# blueberry melomel



## BJ (Sep 11, 2006)

Got a recipe for Blueberry Mead that calls for chopped mint.

It says steep in 200 deg for 10 min. Do you use the mint leaves after or the steeping sauce?

Started my first batch of regular mead last night, made with my treefoil-blueweed mid-summer honey......can't wait!!!!


----------



## Zane (Mar 28, 2008)

*mint blueberry mead*

:scratch:Wow mint in a blueberry mead?
Be careful mint is pretty powerful in its effect. I've never used mint and probably would have to try a final or aromatic addition or a dry addition w/ the mint first. How much mint is in the recipe? a final is the last few minutes of the heat process or you could add the mint leave dry in the carboy to give a nice light hint(hopefully!)
Better get some other folks advice on using mint.


----------



## Aspera (Aug 1, 2005)

I would try for thyme, anise hyssop or mint honey if you can swing it.
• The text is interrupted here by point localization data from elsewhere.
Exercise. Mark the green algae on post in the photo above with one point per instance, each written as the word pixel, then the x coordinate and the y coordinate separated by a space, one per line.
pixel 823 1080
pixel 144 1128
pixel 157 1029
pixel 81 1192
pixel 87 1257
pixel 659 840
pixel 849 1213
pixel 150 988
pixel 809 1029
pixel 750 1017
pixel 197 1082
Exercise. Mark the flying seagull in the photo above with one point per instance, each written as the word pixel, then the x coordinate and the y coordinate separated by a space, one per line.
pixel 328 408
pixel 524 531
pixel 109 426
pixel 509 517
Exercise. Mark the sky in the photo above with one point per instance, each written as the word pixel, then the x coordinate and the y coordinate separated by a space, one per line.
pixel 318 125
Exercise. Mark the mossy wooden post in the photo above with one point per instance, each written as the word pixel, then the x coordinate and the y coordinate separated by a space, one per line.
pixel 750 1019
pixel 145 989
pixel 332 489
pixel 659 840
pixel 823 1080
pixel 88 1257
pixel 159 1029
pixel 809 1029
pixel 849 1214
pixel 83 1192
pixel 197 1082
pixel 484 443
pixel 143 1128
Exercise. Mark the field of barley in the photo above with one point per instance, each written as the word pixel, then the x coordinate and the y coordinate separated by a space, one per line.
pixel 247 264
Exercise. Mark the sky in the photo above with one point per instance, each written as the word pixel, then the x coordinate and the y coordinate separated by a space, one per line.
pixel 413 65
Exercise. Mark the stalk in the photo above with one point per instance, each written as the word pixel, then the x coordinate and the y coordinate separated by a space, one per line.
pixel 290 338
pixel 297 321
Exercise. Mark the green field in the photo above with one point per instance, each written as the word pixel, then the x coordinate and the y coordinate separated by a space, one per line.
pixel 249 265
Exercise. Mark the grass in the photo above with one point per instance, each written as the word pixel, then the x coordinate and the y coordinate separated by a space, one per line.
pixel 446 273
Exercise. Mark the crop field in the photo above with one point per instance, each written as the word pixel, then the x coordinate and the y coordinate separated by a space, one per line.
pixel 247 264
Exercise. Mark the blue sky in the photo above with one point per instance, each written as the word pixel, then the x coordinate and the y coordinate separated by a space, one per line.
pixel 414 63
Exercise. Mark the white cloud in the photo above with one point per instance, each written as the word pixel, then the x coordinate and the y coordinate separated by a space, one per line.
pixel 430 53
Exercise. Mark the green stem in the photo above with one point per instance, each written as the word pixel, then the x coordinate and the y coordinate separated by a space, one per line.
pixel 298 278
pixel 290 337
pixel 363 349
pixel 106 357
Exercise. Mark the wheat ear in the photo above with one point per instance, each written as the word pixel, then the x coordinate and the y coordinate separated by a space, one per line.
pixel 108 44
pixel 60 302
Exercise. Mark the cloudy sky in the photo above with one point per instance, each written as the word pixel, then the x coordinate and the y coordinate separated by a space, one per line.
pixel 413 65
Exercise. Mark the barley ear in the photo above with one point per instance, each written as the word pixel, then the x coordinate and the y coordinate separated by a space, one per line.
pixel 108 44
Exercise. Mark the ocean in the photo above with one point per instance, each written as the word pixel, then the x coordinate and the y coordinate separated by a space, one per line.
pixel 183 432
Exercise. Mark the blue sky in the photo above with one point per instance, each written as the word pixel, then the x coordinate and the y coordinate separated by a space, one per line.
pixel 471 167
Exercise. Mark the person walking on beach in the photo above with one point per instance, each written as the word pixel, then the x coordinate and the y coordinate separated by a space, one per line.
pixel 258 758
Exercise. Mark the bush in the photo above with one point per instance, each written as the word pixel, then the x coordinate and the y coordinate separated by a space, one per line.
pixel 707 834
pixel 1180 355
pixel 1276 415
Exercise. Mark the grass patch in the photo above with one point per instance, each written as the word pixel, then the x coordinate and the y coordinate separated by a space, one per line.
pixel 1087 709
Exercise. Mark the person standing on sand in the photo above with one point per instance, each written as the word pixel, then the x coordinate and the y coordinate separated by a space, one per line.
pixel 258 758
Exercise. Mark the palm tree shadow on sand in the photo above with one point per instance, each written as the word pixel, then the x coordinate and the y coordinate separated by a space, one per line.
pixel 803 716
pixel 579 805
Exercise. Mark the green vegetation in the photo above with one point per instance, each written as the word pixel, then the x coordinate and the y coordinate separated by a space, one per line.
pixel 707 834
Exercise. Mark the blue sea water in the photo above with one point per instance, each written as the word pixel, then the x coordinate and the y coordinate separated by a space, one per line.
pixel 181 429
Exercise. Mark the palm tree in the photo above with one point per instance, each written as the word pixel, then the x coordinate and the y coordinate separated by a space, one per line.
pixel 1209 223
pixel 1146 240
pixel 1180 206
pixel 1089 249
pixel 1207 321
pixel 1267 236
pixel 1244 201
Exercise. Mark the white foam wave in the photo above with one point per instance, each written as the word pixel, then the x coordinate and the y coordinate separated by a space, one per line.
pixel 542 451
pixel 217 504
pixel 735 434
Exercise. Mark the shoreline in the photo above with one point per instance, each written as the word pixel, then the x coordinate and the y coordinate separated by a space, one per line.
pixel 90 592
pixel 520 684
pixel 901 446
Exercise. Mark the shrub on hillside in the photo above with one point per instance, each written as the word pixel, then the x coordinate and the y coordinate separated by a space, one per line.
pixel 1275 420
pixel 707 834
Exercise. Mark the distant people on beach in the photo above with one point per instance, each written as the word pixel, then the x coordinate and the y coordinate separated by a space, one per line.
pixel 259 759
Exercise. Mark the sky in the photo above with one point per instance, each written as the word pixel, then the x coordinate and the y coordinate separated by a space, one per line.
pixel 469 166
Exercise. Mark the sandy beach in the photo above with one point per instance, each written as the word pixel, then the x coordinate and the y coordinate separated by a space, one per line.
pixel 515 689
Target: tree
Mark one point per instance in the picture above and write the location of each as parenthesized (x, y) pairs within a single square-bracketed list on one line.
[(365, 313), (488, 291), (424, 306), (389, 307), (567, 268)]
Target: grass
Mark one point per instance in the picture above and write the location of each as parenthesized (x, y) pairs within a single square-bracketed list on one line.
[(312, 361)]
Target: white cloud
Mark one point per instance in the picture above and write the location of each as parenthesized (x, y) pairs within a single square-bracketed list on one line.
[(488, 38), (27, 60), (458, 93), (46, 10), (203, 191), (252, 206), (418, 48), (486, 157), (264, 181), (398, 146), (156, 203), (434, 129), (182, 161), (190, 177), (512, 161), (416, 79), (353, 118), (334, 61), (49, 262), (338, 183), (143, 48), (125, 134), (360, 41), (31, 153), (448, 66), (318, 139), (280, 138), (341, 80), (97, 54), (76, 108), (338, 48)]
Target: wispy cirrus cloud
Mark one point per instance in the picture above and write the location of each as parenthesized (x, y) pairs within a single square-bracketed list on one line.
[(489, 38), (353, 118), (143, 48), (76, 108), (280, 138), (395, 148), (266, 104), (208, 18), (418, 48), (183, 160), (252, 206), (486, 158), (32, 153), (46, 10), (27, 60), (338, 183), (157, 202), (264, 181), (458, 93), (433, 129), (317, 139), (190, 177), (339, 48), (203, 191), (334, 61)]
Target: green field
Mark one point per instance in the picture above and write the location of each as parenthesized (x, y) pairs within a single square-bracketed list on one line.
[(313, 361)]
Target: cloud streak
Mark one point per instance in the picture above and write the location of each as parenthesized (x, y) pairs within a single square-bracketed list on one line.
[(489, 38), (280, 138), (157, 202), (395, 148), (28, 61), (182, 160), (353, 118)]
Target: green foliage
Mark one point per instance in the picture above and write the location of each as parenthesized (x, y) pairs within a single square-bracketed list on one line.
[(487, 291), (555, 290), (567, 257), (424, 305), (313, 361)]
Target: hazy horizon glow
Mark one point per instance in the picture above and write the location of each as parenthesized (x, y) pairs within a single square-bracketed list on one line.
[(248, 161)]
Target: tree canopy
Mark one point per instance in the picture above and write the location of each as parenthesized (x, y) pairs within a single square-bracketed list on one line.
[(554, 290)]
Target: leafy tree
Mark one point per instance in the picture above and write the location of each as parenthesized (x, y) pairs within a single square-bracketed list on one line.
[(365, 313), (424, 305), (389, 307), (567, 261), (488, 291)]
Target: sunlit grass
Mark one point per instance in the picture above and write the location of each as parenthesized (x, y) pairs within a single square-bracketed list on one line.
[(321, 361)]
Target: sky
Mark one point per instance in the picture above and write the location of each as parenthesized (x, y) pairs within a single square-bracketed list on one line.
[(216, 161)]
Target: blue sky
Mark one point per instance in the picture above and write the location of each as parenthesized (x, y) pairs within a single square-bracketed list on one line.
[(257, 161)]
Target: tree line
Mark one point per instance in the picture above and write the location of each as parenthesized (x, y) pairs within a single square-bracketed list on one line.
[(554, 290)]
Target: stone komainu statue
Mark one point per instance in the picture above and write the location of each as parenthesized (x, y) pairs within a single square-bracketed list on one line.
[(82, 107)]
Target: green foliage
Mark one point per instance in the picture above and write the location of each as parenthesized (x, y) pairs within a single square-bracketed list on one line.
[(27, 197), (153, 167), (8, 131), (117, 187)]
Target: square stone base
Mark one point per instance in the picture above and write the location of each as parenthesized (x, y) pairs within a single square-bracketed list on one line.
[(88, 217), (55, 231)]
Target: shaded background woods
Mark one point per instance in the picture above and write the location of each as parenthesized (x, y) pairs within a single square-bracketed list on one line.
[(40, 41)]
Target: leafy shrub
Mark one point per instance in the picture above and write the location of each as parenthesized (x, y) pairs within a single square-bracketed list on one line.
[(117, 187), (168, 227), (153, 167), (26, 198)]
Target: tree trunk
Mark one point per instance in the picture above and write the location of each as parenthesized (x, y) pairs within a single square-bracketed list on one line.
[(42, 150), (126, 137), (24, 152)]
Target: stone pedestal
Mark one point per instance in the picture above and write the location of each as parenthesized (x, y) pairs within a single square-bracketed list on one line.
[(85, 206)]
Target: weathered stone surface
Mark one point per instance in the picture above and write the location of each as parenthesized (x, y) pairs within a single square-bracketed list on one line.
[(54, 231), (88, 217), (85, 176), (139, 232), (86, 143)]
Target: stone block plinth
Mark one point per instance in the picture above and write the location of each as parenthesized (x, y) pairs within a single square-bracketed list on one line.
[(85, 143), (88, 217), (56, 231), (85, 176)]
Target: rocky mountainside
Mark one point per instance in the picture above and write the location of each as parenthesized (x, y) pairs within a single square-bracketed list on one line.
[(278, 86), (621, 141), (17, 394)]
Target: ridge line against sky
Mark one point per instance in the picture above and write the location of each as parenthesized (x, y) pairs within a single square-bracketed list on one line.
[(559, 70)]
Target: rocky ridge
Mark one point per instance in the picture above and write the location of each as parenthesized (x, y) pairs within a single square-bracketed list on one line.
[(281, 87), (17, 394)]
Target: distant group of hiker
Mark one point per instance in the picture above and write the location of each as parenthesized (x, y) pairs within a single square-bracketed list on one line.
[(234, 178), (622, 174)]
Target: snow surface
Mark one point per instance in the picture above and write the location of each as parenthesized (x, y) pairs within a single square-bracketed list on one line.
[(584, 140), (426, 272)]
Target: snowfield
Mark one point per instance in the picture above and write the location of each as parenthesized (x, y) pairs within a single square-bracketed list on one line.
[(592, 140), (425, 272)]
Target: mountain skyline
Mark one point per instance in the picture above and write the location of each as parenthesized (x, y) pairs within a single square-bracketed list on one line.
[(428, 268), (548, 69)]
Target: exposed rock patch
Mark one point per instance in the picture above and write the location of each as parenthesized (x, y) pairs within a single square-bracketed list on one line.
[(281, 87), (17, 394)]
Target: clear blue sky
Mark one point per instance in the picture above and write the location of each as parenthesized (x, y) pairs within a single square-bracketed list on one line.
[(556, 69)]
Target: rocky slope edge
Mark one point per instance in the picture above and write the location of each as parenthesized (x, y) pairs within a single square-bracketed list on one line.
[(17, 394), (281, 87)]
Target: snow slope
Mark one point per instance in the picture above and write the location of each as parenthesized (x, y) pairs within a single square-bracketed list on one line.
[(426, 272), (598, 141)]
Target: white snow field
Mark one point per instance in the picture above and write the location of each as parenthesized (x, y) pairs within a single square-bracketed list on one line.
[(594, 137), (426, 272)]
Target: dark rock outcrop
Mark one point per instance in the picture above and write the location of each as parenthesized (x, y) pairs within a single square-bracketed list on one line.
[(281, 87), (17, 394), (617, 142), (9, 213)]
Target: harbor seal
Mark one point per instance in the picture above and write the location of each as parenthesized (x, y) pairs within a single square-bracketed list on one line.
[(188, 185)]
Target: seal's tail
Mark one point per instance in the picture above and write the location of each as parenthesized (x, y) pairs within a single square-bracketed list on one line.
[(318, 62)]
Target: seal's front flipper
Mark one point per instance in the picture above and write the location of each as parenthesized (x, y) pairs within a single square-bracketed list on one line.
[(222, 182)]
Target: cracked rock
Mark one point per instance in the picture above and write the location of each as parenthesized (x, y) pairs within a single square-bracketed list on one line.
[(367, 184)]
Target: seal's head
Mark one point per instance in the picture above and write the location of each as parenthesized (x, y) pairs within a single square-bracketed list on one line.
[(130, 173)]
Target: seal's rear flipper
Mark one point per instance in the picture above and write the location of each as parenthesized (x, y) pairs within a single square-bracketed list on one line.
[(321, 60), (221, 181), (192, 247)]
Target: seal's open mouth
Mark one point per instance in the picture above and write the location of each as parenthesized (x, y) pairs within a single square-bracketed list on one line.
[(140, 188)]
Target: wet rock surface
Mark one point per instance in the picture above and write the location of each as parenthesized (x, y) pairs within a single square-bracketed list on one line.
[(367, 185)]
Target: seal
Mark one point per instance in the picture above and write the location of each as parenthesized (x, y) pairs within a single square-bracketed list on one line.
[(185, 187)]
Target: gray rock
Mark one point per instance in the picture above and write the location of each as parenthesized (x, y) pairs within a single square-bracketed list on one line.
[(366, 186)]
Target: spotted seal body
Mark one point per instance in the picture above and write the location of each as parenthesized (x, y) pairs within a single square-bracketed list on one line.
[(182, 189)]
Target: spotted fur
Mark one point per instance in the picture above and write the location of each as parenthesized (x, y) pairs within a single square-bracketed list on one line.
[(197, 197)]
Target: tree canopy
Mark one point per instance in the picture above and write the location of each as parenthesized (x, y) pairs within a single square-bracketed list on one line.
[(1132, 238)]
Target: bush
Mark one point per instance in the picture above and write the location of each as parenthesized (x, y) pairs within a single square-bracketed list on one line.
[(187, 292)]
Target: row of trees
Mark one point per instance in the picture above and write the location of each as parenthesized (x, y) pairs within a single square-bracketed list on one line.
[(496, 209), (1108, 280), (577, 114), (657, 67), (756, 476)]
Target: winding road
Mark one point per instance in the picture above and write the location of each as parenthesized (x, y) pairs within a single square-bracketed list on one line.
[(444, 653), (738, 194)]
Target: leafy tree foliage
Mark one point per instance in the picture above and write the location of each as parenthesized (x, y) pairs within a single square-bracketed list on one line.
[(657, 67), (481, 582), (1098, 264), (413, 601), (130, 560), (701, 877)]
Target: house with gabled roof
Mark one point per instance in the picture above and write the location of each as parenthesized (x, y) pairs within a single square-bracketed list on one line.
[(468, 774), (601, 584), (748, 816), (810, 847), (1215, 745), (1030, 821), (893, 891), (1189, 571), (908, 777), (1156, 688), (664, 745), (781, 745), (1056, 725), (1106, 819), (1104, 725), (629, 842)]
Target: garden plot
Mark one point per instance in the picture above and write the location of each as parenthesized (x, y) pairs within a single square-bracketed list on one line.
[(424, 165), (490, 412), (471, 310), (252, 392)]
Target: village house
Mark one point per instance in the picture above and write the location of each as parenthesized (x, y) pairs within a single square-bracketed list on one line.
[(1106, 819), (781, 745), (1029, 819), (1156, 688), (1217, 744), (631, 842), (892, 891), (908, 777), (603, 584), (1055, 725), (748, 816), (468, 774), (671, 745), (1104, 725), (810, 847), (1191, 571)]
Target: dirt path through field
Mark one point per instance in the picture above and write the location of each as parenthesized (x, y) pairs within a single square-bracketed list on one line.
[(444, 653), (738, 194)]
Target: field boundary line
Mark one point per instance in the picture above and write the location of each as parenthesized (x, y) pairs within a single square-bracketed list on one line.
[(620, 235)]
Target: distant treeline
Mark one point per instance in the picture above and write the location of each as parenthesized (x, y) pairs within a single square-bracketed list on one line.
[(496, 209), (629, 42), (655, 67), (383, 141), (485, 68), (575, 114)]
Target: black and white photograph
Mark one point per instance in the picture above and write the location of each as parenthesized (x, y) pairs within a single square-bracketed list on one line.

Fresh, slimy mint leaves might not ferment as planned, and dry mint loses its zing.


----------



## Aspera (Aug 1, 2005)

BTW, you can never use too many blueberries in a blueberry melomel. I freeze the berries, and then add them at the end of the primary fermentation (sulfite optional).


----------



## nursebee (Sep 29, 2003)

Do you use the mint leaves after or the steeping sauce?

I do not understand the question above. I take it that what you do is steep the mint then pour the liquid into the fermentation vessel. If you do leave the mint leaves in, I'd suggest in a hop bag or in a fabric pouch. If you leave them in loose you might clog your tubing when racking.

For stronger mint character you want to do this closer to bottling time.


----------



## BJ (Sep 11, 2006)

*WOW it's GREAT*

I added the mint to the berries and sterilised @ 180deg for 20 minutes.

Primary ferment in a pail for 2 weeks....racked last night to a carboy and had a bit of a mess with berry seeds and mint clogging the siphon.

I didn't end up with much sediment at the bottom ....maybe because i lost siphon with 1/4 pail left and was forced to dump into the carboy. A few berries ended up in the carboy and i suspect some of the sediment too.

I think i'll rack again in a month to rid the sediment that i may have poured back in...and berry seeds too.

Any comments/suggestions? How far off am I?

BUT IT TASTES AWESOME!!!

If the flavour now is any indication of the finished product.... whoa!


----------



## Zane (Mar 28, 2008)

BJ, Get you a hop bag or a honey comb bag from Dadant. They are cheap and keep the seeds and leaves enclosed in the bag. I use it to add hops and even have tried blueberries to beer and it works great! It'll save you some grief next time.
Whats your spec gravity? Is it done fermenting?


----------



## danno (Dec 17, 2007)

do like Zane said and us a hops bag. Steep the leaves like a giant tea bag and only use the liquid not the leaves after steeping. I use this method useing specialty grain to make dark beers


----------



## Ben Brewcat (Oct 27, 2004)

Or make a tincture. Sterile and can be added to taste.


----------



## BJ (Sep 11, 2006)

Zane said:


> BJ, Get you a hop bag or a honey comb bag from Dadant. They are cheap and keep the seeds and leaves enclosed in the bag. I use it to add hops and even have tried blueberries to beer and it works great! It'll save you some grief next time.
> Whats your spec gravity? Is it done fermenting?


I've heard about the bag but thought it couldn't happen to me!!!!!inch:
I'll get one if this turns out in the end.

I'm not sure about the SG i got a skewed reading trying it through 8 lbs of floating berries, and didn't have a tall enough glass to test with. I also didn't think of checking when i racked. As long as it tastes good i won't get to bent on the alcohol content.

I have it in a 6 1/2 gallon carboy and the primary only made 5 1/2 gallons. I topped it off with a gallon of must the other morning and went to work, when i came back it blew the burper cone off and what a frothy mess. 2 days later it's finally settled down where it will stay on now. I think the vigor is over now. Just baby bulbbing.


----------